Have You Registered Yet? Agenda for Rural ACO Summit on Feb. 2

Fifty-nine Critical Access Hospitals participated in the Medicare Shared Savings Program in 2014. This number will more than double in 2015, representing more than 10% of all Critical Access Hospitals. Rural leaders should attend this conference to determine whether they can or should join an ACO, as a means of transforming their delivery systems to keep current with national healthcare trends and to better serve their communities.

This free educational conference, sponsored by the National Rural Health Association and the National Rural ACO, will bring together experienced 2012-2014 rural ACOs, new 2015 rural ACO participants and potential applicants for the 2016 Program. Participants will learn the basics of ACO participation — including positive and negative effects on budgets, staffing, billing, and utilization. They will learn about policy issues that must be addressed to fix unique rural issues and the potential risks and benefits of the ACO program, waivers and access to claims data to your health system and your community. The meeting will take place in Washington, DC on February 2, 2015, immediately before the NRHA Policy Institute.

 

Agenda:

8:00 AM – Introduction – Lynn Barr, MPH, Founder, National Rural ACO Coalition. Why would a rural provider want to join the MSSP?

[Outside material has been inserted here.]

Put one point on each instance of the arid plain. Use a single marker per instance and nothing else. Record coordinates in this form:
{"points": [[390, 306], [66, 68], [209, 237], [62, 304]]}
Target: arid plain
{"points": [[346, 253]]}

8:20 – 9:00 – CMS – What is the Medicare Shared Savings Program? Where is it going? How do rural providers fit in? How does it integrate with Meaningful Use, PQRS, Value-Based Modifiers, etc. How does CMS support rural ACOs?

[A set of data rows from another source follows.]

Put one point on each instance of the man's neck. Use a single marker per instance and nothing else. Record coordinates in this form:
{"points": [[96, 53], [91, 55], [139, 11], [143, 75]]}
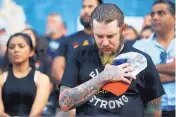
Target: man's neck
{"points": [[55, 36], [164, 38], [88, 31]]}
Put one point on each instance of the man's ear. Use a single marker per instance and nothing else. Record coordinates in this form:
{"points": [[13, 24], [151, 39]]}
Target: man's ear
{"points": [[123, 28]]}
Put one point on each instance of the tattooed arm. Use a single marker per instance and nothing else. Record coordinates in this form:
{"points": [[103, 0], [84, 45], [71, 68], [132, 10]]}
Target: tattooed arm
{"points": [[71, 97], [153, 108]]}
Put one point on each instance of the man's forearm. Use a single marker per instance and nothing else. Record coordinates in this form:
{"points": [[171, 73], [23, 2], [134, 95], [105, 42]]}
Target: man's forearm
{"points": [[165, 78], [70, 98], [153, 108], [168, 68]]}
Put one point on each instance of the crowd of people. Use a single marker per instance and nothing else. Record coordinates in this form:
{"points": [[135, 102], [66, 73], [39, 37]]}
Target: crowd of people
{"points": [[82, 74]]}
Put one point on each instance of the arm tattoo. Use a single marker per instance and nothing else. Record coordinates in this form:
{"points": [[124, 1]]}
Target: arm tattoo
{"points": [[72, 97], [153, 108]]}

9:05 – 9:45 – CMMI – ACO Investment Model and the Transforming Clinical Practice Initiative – implications for rural providers.

9:45 – 10:00 – Break

10:00 – 10:40– Congress – The Welch-Black ACO Improvement Bill – learn about the Welch-Black bill and how you can support it to improve outcomes for rural ACOs.

10:45 – 12:00 – Panel Discussion: Experience from the field. Early rural adopters discuss their experiences in the program and answer questions from the audience.

Lunch

1:00 – 2:30 – Breakout Sessions

Track 1 – ACO Quality and Evidence-Based Medicine – ACOs are required to report on quality measures and promote Evidence-Based Medicine. What are the ACO measures? How are they reported? How are current ACOs performing? What are the implications for PQRS, VBM and Meaningful Use? How is Evidence-Based Medicine promoted and supported in an ACO?

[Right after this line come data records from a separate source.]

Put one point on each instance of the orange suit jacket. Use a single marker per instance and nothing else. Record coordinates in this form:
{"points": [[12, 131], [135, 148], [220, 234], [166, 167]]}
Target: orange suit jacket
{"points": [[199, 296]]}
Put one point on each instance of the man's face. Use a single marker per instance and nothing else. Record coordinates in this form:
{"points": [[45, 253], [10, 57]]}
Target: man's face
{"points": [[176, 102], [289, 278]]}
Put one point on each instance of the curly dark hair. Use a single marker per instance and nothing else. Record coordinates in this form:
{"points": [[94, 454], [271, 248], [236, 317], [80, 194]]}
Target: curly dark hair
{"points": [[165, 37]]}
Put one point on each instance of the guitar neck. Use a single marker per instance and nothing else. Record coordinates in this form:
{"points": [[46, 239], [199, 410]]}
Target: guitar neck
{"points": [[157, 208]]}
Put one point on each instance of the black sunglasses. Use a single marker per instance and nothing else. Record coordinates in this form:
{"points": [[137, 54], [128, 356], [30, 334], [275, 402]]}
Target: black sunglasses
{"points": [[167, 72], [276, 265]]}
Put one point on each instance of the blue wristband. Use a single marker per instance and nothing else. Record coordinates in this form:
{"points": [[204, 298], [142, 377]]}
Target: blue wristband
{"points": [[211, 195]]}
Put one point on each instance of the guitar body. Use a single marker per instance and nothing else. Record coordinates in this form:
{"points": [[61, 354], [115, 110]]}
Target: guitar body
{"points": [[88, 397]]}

Track 2 – Beneficiary Notification, Data and Analytics – ACOs receive complete claim files on their Medicare Beneficiaries that don’t opt out of data-sharing. How are patients attributed to ACOs? How are they notified the provider is participating in the ACO? Can they opt out of the ACO or just data-sharing? How can claims data be used to improve patient care? How can claims data be used to evaluate service lines, referral networks and revenue opportunities? How can claims data be used to track ACO performance? How current is the data?

Track 3 – Care Coordination and Beneficiary Engagement – ACOs are required to coordinate care and are scored on patient satisfaction. What is a Care Coordinator? What are the elements of a successful care coordination program? How can you bill for these services? How do you get buy-in from the community physicians? How do you motivate patients to change?

Track 4 – ACO 101 – There are many legal requirements and benefits of being in the Medicare Shared Savings Program. How are beneficiaries assigned? How do rural providers aggregate to get to 5,000 beneficiaries? What type of entity can be an ACO? How is the ACO governed? How does shared savings work in a collaborative ACO model? What happens if a member has increases in costs? How are payments distributed based on cost and quality? What are the compliance requirements? What waivers do you get and how do they work? What do Physicians need to sign/agree to? Who can be in an ACO? What about exclusivity? What type of agreement do you need to sign with CMS? What is the commitment? How can you terminate participation?

2:30 – 3:00 Wrap up session (Main Hall)

What are your concerns?

What are your hopes for this program?

What do you think about participating in the MSSP?